Cohorts are configured with a set of labels, and a bot is considered to be in a cohort if all of the labels applied to the bot are within the cohort’s set of labels.

Cohorts can be used in conjunction with a cohort job assigner to support fair resource sharing across instances, as described below.

Instance-agnostic bots

Normally bots specify an instance name when connecting to BuildGrid, similarly to other clients. This restricts bots to only consuming jobs from that specific instance, which can sometimes be desireable, but makes it difficult to make efficient use of compute when instances have fluctuations in incoming Execute request rates.

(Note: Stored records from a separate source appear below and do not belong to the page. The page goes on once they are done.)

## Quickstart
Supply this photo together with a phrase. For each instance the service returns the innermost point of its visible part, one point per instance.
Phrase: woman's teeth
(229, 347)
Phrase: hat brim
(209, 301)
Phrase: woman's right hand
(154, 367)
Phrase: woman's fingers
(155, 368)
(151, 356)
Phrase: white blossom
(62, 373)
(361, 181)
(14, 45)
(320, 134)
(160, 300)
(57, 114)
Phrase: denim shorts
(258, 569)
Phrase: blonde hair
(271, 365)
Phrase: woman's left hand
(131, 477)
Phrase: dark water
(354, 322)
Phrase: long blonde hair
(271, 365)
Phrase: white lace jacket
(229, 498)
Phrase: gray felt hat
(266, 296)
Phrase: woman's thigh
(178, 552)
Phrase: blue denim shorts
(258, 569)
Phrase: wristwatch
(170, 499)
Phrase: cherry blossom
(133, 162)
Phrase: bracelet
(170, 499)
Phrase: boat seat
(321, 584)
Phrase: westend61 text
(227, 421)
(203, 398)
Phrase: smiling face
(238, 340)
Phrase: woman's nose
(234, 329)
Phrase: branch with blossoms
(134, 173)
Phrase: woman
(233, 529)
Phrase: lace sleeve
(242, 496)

To resolve this situation, a Bots service can be configured for a special instance name, *. Bots connecting to this instance name will be instance-agnostic, and accept jobs from all instance names assuming other platform requirements are met.

Quota

Using the instance-agnostic bots functionality allows instances to make use of all available worker machines. However, it introduces a problem whereby a single busy instance can starve other instances of compute. This problem is resolved by the Quota service, a BuildGrid-specific service for managing the number of worker resources available for use on a per-instance basis.

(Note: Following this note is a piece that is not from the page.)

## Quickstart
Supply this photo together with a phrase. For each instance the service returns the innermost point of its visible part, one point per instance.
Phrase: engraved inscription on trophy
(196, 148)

The Quota service allows setting two different quotas per instance name,

min_quota - The minimum guaranteed number of concurrent job slots on worker machines for this instance name.
max_quota - The maximum number of concurrent job slots on worker machines that can be used by this instance name.

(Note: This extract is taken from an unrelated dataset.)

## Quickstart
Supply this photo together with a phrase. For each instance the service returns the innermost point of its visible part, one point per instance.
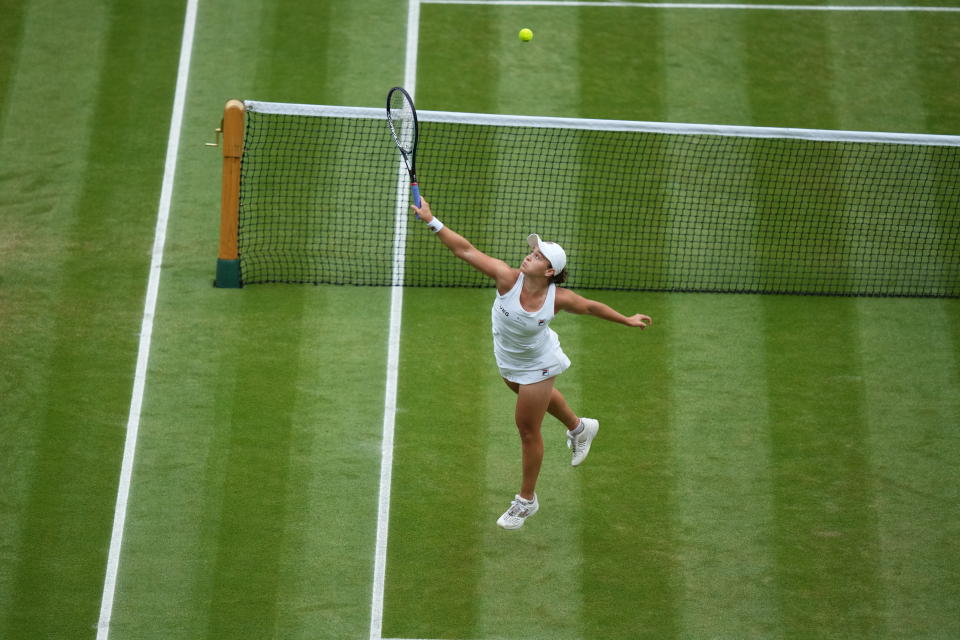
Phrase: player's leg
(558, 407)
(532, 403)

These quotas are also per bot cohort, which can be configured based on the property labels applied to a bot.

A recommended approach is to configure a maximum quota equal to the expected maximum number of job slots in the cohort, and a minimum quota sufficient to provide the desired throughput based on the complexity of your execution jobs.

The sum of all minimum quotas in a cohort must be less than or equal to the total number of expected job slots in the cohort. If this is not the case, the specified minimum quotas will not be respected by the assigners.

Configuring quotas

Quotas can be configured using the bgd quota CLI tool.

bgd quota get INSTANCE_NAME BOT_COHORT will retrieve information about the quotas currently configured for the given instance on the given bot cohort. This also retrieves the current usage.

bgd quota put --min-quota=X --max-quota=Y INSTANCE_NAME BOT_COHORT will set or update quotas for the given instance on the given bot cohort. Both min and max quota are integers, and both must be specified in the command.

bgd quota delete INSTANCE_NAME BOT_COHORT will remove all quota configuration from the given instance on the given bot cohort.

See bgd quota.

Pre-emption scheduling

When using the quota service with non-zero minimum quotas, it is recommended to configure the job assigner to do pre-emption based scheduling using the cohort job assigner.

This form of assignment will cancel in-flight jobs for instances over their min_quota if there are no job slots available for a job from an instance below its min_quota. Using this method allows the minimum quotas to actually be enforced. The cancellation is not immediate, rather there is a grace period to attempt to wait for an in-flight job to complete before relying on cancellation.

Eviction cooldown

After a job is evicted from an instance via pre-emption, the instance’s effective max_quota is temporarily reduced by the number of recent evictions within a configurable cooldown window. This prevents the evicted instance from immediately reclaiming slots at its full max_quota, giving the evicting instance time to make use of the freed capacity.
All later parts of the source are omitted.